60 Awesome Amazing Facts About Bat | Amazing Facts 4U

  1. The scientific name for bats, Chiroptera, is from the Greek cheir = hand + pteron = wing, or “hand wing.”
  2. Bats live on every continent except Antarctica. They are found almost as far north as the Arctic Circle and as far south as Argentina and the southern-most tip of South Africa.
  3. A bat is the only mammal that flies. Bats make up about twenty percent of all mammals.
  4. There are amazing 1100 different bat species. Most bats are brown and black, but a few are colorful shades of orange or red.
  5. In the United States, there are about 45 kinds of bats; the three most common are the big brown bat, little brown bat, and Mexican free-tailed bat.
  6. More than half of all bats in the U.S. are endangered. Both loss of habitat and a mysterious illness called “White-Nose Syndrome” are major reasons for the decline.
  7. There are two main groups of bats: larger fruit-eating megabats and microbats.
  8. Megabats are also known as fruit bats or flying foxes and typically live in warm climates. They use their large eyes to find food in the dark and they tend to roost in trees rather than in caves, crevices, or old buildings.
  9. Microbats are generally much smaller and use echolocation to find insects. Microbats are typically found all over the world.
  10. There are several differences between megabats and microbats. The megabat has two claws, one on its thumb and one on its next finger. Microbats only have one claw, on the thumb. Megabats have better developed brains than microbats and they also rely more on their senses (sight and smell) and less on echolocation.
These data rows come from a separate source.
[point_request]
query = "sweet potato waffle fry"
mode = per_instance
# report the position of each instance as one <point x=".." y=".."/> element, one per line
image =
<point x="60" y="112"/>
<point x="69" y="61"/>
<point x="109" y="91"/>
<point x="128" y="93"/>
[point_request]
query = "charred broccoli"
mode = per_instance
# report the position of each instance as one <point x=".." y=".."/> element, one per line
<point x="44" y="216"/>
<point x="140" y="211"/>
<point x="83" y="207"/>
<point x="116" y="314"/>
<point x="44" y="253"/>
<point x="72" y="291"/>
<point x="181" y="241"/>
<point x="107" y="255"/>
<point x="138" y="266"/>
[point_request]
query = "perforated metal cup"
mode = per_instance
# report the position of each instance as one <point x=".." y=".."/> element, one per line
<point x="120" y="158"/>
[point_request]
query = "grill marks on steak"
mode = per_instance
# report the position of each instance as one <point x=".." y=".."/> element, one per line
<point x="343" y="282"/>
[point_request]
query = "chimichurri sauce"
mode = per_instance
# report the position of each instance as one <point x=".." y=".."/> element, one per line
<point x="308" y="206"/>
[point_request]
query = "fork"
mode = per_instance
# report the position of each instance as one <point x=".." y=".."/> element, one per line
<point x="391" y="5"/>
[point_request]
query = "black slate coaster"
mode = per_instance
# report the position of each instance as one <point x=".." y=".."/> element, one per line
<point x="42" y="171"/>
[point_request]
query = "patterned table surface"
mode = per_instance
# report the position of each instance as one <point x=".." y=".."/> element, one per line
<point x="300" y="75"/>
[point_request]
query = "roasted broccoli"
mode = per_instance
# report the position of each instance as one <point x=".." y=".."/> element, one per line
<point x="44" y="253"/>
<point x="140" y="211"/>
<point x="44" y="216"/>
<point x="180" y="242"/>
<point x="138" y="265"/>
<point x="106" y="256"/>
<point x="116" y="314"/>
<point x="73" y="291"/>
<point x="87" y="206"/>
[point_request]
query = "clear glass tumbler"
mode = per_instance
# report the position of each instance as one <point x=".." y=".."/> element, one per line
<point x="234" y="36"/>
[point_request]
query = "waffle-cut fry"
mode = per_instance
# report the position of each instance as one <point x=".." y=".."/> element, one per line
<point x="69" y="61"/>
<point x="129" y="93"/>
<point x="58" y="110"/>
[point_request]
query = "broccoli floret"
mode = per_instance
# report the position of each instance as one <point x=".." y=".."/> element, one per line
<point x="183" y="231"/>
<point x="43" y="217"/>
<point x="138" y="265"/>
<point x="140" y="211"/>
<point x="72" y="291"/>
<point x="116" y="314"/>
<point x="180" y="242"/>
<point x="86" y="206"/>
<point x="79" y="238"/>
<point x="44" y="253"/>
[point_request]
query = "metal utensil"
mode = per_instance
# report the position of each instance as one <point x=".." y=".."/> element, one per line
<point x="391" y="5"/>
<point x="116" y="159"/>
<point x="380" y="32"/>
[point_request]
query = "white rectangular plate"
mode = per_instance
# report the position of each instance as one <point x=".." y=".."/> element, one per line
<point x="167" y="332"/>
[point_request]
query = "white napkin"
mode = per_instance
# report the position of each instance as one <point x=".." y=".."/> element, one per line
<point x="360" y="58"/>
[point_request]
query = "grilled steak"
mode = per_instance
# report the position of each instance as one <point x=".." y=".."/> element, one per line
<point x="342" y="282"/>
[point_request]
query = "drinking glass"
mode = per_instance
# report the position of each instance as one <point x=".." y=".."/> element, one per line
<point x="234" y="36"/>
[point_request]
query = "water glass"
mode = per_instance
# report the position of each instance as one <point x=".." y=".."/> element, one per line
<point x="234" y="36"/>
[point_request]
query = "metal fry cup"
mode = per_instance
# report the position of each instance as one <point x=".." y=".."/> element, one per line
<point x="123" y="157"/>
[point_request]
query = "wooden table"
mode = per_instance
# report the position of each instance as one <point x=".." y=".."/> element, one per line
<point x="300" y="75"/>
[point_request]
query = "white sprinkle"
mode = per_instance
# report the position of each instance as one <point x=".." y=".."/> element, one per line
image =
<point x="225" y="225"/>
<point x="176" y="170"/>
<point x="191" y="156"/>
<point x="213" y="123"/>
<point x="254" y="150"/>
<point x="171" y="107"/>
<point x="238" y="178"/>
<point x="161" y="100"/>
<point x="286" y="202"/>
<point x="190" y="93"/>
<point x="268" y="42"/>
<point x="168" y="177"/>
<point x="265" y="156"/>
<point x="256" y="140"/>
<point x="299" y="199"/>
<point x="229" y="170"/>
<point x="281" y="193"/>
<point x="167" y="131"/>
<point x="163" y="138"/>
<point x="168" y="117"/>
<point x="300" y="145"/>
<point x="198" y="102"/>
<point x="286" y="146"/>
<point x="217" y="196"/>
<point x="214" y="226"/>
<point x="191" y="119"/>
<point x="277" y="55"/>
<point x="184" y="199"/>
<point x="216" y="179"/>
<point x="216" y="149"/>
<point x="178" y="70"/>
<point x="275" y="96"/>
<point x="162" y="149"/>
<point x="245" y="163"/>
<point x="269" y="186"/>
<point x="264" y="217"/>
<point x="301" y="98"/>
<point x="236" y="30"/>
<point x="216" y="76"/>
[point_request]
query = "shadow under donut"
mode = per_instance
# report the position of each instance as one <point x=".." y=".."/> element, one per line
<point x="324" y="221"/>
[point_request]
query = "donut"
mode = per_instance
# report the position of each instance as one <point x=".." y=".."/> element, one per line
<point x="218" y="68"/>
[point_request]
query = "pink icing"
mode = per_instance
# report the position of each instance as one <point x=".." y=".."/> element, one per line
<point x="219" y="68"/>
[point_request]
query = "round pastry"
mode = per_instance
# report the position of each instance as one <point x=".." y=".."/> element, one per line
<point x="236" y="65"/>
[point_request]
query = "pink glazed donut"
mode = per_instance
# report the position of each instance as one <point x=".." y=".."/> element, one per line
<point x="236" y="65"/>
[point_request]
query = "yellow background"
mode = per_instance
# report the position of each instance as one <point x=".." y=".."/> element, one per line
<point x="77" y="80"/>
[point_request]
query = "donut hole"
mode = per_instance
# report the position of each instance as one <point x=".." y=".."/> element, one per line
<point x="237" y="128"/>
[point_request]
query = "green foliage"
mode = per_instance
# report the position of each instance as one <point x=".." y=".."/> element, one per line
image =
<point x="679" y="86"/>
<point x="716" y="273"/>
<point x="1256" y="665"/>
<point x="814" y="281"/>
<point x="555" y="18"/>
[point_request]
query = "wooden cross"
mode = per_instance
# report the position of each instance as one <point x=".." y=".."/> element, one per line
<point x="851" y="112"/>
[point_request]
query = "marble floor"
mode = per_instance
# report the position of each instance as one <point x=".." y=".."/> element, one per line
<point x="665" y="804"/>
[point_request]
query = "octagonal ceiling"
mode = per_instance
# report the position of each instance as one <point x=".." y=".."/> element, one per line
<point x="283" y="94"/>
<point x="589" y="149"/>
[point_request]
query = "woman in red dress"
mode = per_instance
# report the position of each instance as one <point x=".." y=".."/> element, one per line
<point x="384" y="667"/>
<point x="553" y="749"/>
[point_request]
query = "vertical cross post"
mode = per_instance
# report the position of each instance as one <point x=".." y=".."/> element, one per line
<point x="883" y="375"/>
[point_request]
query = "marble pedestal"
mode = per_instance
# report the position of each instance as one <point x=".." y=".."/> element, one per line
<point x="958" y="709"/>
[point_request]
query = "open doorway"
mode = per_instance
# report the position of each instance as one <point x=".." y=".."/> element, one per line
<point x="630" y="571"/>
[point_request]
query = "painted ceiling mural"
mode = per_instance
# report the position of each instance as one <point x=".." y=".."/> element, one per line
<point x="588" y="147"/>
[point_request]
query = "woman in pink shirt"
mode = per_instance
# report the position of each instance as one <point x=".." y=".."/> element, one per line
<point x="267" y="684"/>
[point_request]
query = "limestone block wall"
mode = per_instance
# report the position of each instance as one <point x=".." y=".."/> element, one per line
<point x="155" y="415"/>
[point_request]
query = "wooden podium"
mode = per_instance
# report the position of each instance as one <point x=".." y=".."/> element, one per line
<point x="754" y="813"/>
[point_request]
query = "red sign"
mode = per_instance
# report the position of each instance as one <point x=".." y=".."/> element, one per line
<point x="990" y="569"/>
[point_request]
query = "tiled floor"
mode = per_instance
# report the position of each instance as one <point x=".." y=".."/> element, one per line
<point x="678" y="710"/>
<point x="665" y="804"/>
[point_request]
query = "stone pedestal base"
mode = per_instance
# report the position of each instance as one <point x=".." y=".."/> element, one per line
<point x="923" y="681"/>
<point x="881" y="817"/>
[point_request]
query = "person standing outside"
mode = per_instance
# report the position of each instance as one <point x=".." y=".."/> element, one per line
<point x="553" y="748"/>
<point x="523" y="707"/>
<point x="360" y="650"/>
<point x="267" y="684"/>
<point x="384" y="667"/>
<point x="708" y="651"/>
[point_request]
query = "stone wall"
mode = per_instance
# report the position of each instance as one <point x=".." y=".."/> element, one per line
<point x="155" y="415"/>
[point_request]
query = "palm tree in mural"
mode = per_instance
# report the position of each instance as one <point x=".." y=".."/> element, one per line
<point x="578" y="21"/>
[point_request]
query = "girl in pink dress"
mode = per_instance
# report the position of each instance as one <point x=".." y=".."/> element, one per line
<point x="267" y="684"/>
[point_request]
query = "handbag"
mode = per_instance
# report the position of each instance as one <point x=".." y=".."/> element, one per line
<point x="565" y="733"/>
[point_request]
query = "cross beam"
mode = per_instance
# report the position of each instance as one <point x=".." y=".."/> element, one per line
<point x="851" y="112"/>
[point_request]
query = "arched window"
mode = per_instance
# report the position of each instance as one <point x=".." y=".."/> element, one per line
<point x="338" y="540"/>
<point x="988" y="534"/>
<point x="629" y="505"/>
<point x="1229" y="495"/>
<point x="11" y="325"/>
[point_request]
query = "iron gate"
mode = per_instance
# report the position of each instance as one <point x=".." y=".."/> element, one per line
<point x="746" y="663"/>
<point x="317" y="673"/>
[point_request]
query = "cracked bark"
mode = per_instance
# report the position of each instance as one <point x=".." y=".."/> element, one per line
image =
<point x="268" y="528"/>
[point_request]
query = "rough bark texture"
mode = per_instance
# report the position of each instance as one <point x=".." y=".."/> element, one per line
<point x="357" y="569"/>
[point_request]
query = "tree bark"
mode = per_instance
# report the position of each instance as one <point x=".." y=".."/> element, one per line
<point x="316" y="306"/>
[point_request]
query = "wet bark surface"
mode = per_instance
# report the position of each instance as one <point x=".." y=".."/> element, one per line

  11. Scientists believe that bats first appeared 65-100 million years ago along with dinosaurs. Megabats may be more closely related to primates (monkeys, apes, and humans) than they are to other microbats.
  12. Approximately 70% of bats eat insects. The rest are frugivores, or fruit eaters.
  13. Bat wings are made from finger bones covered by thin layers of skin. The wing membranes of a bat make up about 95% of its body surface area. A bat’s wing membrane helps the bat regulate body temperature, blood pressure, water balance, and gas exchange.
  14. The world’s largest bat is the giant golden-crowned flying fox, a rare fruit bat living on islands in the South Pacific. It is facing extinction due to hunting . It has a wingspan of 5 to 6 feet (1.5 to 1.8 m).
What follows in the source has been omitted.